Until a few months ago I never knew it’s now much easier to read JSON in Javascript.

async function fetchData() {
  try {
    const response = await fetch('data.json');
    const data = await response.json();
    console.log(data);
    return data
  } catch (error) {
    console.error('Error fetching data:', error);
  }
}

let data = await fetchData();

I’d like to remind users that  ChatGPT can make mistakes. Consider checking important information.. Source:  TLDR

ParadeDB (GitHub Repo)

Every day there is another PostgreSQL product to review.  I am a current user of ElephantSQL which I didn’t know existed two months ago. Neon and Tembo are two more PostgreSQL serverless-related products on my product review list.  Now adding ParadeDB as well as reading Thoughts on PostgreSQL in 2024.

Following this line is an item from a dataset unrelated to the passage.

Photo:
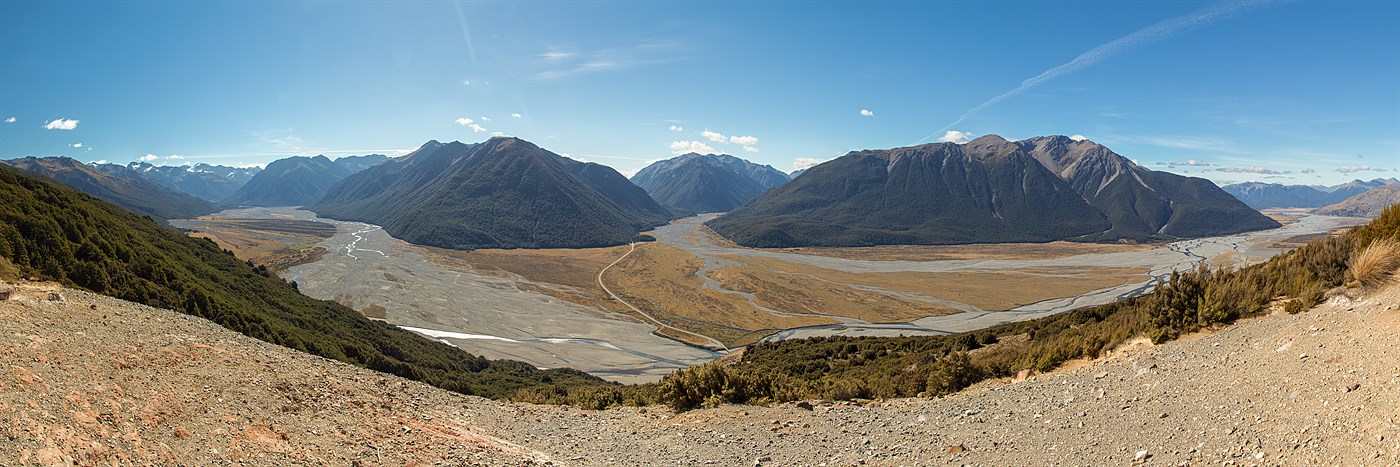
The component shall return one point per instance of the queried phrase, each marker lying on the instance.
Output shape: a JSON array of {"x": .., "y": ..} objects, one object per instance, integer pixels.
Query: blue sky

About ‘Digital Tech Trek Digest’

Most days I take some time early in the morning to scan my inbox newsletters, the news, LinkedIn, or other sources to read something new covering professional and personal topics of interest. Turning what I read into some actionable notes in a short committed time window is a summary of what I learned today, what I should learn and use, or what is of random interest. And thus my Digital Tech Trek.

Some of my regular sources include TLDR, Forbes Daily, ThoughWorks Podcasts, Daily Dose of Data Science and BoringCashCow to name a few.